I’m trying to understand the MCTS used in AlphaZero, and I’m a bit confused by the upper confidence bound formula, which I’ve seen in most places as

Q(s,a) + c * P(s,a) * \frac{\sqrt{\sum_b{ N(s,b)}}}{1 + N(s,a)}

and appears here in the AlphaZero.jl code https://github.com/jonathan-laurent/AlphaZero.jl/blob/373852801dbf81f5fef0ed7feba69e82aecf0d6d/src/mcts.jl#L179 .

As I understand it, the idea here is to discount the prior P(s,a) if action a has been taken relatively often, so the ratio of the (square root of) the number of times the parent node has been visited to the number of times the child node N(s,a) has been visited would be a small number.
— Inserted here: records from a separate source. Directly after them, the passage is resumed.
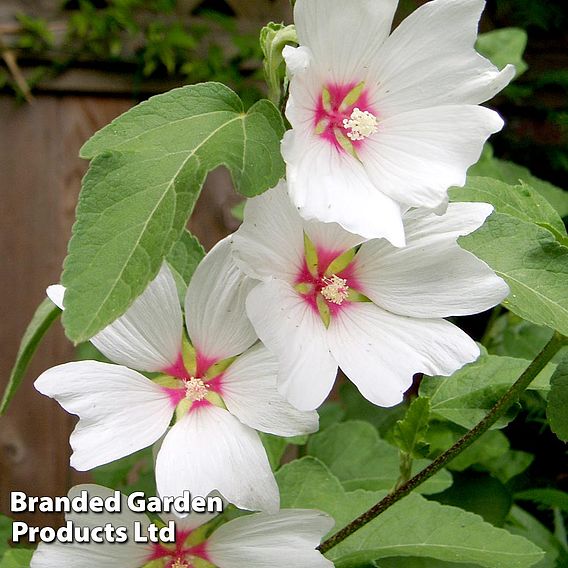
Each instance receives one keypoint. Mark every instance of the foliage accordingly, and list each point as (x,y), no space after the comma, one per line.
(145,37)
(146,173)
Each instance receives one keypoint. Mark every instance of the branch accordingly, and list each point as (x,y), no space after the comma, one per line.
(498,410)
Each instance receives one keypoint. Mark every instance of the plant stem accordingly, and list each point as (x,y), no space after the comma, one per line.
(498,410)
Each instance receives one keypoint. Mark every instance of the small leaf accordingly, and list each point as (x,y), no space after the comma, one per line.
(42,320)
(553,498)
(413,527)
(183,259)
(466,396)
(520,201)
(513,336)
(409,434)
(275,447)
(147,171)
(354,453)
(556,411)
(489,166)
(532,262)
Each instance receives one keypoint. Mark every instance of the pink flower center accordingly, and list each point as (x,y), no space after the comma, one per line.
(333,289)
(184,387)
(181,554)
(344,117)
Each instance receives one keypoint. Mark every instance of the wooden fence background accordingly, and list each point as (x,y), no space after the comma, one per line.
(40,175)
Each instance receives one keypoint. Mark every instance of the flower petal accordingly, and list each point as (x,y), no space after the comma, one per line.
(210,449)
(215,305)
(288,538)
(93,555)
(270,242)
(56,293)
(294,332)
(120,411)
(249,390)
(148,336)
(432,276)
(421,66)
(343,35)
(330,186)
(380,352)
(416,156)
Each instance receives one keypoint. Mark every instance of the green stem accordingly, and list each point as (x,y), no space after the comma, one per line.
(405,470)
(498,410)
(495,313)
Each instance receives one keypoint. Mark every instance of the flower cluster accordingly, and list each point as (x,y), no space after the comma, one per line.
(352,262)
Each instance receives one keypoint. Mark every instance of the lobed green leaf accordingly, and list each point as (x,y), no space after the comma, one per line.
(356,455)
(532,262)
(183,259)
(520,201)
(466,396)
(147,171)
(410,433)
(413,527)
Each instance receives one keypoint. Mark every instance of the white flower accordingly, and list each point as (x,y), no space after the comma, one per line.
(375,310)
(286,539)
(379,122)
(221,387)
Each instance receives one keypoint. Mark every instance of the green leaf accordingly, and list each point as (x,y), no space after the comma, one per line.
(523,524)
(552,498)
(357,456)
(466,396)
(513,336)
(148,168)
(417,527)
(5,533)
(504,46)
(532,262)
(129,474)
(42,319)
(558,401)
(421,563)
(520,201)
(275,447)
(479,493)
(183,259)
(412,527)
(359,408)
(511,173)
(409,434)
(17,558)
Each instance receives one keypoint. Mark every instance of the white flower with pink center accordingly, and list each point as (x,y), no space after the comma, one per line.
(287,538)
(384,122)
(220,386)
(329,299)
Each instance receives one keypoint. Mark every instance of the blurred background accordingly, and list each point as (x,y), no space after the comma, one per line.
(69,67)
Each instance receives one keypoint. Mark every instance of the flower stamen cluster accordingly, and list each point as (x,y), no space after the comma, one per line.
(361,123)
(335,289)
(195,389)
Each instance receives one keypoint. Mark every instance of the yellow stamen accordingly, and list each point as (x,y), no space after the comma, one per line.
(361,123)
(336,289)
(195,390)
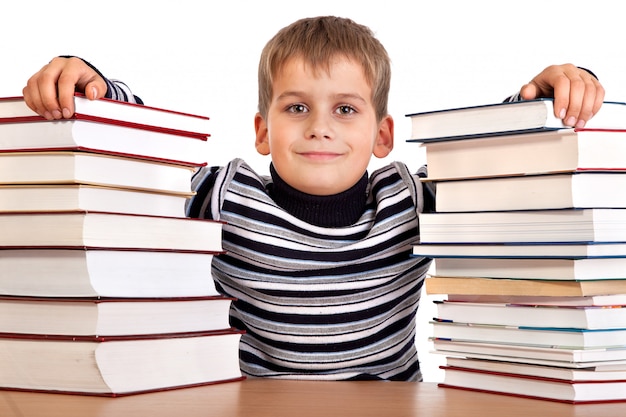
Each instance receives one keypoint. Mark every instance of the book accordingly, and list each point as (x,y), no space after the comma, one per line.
(554,300)
(523,287)
(534,268)
(550,356)
(529,336)
(93,169)
(536,387)
(533,192)
(105,272)
(15,109)
(67,197)
(505,118)
(595,373)
(570,250)
(564,225)
(112,316)
(103,137)
(116,366)
(527,315)
(108,230)
(566,150)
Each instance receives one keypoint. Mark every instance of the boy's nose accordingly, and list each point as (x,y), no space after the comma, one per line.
(319,127)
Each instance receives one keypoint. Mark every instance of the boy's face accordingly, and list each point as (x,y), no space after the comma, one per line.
(321,128)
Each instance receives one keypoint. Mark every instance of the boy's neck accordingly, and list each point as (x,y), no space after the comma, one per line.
(338,210)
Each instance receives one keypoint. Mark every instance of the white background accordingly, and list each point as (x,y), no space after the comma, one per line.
(201,57)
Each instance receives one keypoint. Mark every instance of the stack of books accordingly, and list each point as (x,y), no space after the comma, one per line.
(529,246)
(105,285)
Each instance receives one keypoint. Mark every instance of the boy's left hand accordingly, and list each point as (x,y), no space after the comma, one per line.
(578,95)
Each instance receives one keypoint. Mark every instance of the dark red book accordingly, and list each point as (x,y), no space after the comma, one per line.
(116,366)
(107,126)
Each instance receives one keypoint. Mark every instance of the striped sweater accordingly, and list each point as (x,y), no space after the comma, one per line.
(326,287)
(319,302)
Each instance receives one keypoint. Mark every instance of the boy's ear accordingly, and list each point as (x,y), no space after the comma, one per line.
(260,127)
(384,141)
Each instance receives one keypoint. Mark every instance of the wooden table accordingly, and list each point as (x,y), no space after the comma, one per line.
(265,397)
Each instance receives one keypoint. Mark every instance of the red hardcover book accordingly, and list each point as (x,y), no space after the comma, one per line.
(107,126)
(116,366)
(14,109)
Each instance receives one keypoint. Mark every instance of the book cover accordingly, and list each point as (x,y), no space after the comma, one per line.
(436,284)
(505,314)
(116,366)
(111,230)
(84,135)
(14,109)
(566,150)
(504,118)
(112,316)
(60,167)
(105,272)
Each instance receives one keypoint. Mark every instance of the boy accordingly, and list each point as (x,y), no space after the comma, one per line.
(318,253)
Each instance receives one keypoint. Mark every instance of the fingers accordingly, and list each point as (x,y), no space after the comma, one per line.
(578,95)
(50,91)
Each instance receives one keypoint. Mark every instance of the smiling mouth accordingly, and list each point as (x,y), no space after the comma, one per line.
(320,155)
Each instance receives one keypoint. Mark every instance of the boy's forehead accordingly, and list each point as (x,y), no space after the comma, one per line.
(317,69)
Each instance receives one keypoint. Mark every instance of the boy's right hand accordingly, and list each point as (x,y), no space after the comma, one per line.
(50,91)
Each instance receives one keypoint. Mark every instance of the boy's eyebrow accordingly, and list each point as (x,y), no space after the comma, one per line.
(338,96)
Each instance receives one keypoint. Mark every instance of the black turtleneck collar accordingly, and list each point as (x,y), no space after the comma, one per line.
(338,210)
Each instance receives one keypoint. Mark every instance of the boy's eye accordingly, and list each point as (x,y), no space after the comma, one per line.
(297,108)
(345,110)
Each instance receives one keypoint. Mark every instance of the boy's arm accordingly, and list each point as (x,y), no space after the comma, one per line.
(577,93)
(50,91)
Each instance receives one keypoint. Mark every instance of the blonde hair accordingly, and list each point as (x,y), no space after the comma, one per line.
(318,41)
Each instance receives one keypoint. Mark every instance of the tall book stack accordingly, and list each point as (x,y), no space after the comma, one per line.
(105,285)
(529,246)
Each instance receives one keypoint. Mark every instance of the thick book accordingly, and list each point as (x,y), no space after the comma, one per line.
(521,250)
(108,230)
(105,272)
(567,150)
(527,315)
(65,197)
(116,366)
(563,225)
(546,300)
(63,167)
(535,387)
(437,284)
(585,269)
(504,118)
(112,316)
(103,137)
(533,192)
(529,336)
(551,356)
(14,109)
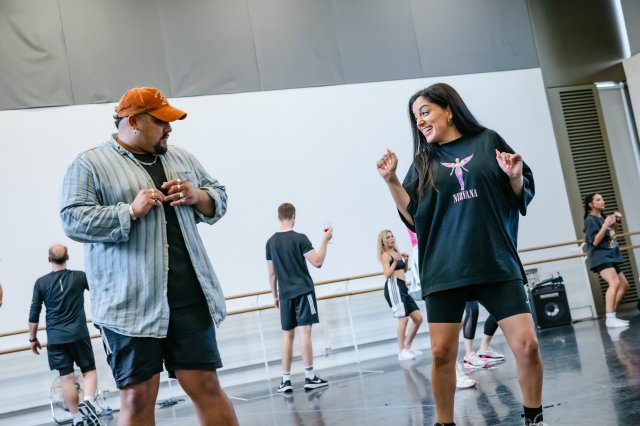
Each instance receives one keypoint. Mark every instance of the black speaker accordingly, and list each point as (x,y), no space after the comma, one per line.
(549,304)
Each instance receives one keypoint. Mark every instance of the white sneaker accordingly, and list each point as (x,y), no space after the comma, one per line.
(405,355)
(616,322)
(462,380)
(622,319)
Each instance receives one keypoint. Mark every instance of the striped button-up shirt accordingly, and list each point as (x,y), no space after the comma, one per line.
(127,261)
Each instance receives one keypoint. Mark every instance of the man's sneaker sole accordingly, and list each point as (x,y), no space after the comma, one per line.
(284,389)
(89,413)
(315,385)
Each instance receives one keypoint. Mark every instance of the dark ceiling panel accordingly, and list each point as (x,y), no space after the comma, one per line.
(33,67)
(209,46)
(464,37)
(112,46)
(377,41)
(296,44)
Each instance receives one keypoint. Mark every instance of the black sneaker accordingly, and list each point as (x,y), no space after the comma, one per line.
(534,422)
(315,383)
(285,386)
(89,412)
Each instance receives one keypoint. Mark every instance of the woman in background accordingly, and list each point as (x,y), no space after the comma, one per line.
(603,255)
(394,265)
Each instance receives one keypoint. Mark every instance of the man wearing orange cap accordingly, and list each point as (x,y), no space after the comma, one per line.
(135,201)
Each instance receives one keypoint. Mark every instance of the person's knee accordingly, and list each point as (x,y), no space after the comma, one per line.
(417,318)
(442,355)
(529,349)
(614,283)
(137,400)
(207,387)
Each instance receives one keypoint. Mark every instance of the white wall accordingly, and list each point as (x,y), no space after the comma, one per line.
(632,72)
(314,147)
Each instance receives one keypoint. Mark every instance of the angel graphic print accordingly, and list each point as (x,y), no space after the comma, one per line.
(458,170)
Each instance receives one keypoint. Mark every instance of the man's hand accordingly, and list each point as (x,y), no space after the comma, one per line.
(327,234)
(181,192)
(35,346)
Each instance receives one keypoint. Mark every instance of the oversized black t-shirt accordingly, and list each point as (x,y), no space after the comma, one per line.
(63,295)
(183,286)
(467,227)
(605,252)
(286,249)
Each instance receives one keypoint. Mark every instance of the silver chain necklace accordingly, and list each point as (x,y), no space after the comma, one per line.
(147,164)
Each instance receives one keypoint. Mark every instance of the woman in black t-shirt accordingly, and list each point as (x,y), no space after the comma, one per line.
(463,195)
(394,265)
(603,255)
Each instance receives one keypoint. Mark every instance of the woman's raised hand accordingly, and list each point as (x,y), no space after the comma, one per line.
(387,164)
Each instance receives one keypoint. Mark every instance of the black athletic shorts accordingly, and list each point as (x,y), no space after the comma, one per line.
(398,298)
(301,310)
(63,355)
(600,268)
(502,300)
(190,345)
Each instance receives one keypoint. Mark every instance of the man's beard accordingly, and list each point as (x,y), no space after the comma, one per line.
(160,148)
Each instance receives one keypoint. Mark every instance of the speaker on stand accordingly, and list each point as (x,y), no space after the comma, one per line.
(549,304)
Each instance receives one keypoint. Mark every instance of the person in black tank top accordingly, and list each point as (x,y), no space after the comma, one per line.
(396,292)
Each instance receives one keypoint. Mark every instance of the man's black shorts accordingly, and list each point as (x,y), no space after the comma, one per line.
(301,310)
(190,345)
(600,268)
(63,355)
(501,300)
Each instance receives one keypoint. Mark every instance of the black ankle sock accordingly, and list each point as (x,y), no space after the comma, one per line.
(531,413)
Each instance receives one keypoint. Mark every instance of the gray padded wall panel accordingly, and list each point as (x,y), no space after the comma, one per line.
(462,37)
(631,11)
(296,44)
(112,46)
(33,68)
(377,40)
(216,54)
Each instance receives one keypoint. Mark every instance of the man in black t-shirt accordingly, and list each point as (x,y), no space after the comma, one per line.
(293,294)
(68,342)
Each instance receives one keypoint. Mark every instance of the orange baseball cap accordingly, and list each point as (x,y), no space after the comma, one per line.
(150,100)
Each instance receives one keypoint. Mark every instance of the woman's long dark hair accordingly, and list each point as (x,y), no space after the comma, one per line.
(425,153)
(587,200)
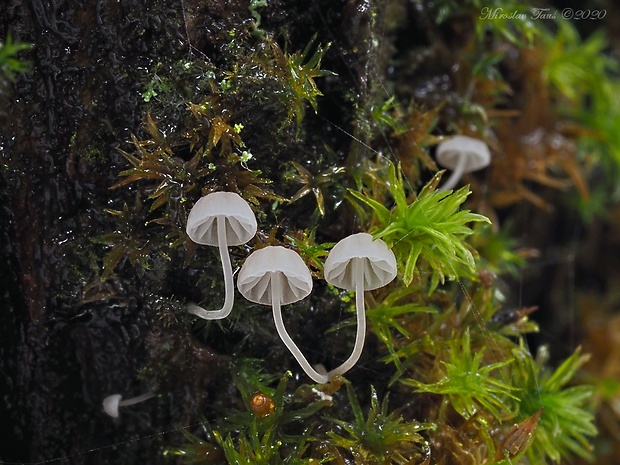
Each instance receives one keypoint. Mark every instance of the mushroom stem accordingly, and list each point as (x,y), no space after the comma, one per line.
(358,270)
(456,174)
(228,279)
(276,292)
(136,400)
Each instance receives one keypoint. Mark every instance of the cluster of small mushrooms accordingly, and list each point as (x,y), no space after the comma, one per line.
(276,276)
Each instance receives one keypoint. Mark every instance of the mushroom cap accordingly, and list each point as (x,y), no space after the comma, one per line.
(221,206)
(476,153)
(111,403)
(378,261)
(254,280)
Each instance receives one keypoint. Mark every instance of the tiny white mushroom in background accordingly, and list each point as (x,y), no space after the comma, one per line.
(462,154)
(112,403)
(278,276)
(359,263)
(220,219)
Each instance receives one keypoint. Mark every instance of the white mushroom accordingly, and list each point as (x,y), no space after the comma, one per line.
(462,154)
(220,219)
(113,402)
(358,263)
(278,276)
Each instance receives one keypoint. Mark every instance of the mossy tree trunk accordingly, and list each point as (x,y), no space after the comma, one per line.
(69,339)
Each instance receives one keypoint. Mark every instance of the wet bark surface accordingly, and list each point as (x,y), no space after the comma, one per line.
(68,339)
I would expect that the first time we visit a node after expanding it, we would just be picking the action with the highest prior probability, since Q(s,a) is 0 for all a at this point. This would be the case if the scaling term was equal to 1.

However, if this is the first time we’re choosing an action at parent node s, then \sum_b{ N(s,b)} would equal 0, so the whole scaling term equals 0 for all a. In that case, this whole objective function equals 0 for all a, so the arg max is not defined.

I feel like there should also be a 1 in the numerator. Then 1 + \sum_i{ N(s,b)} is the number of times the parent node has been visited, which is one more than the sum of the number of visits to the child nodes, since you have to visit the parent node once before moving down the tree. This would make the formula do what I expect it to.

Am I missing something?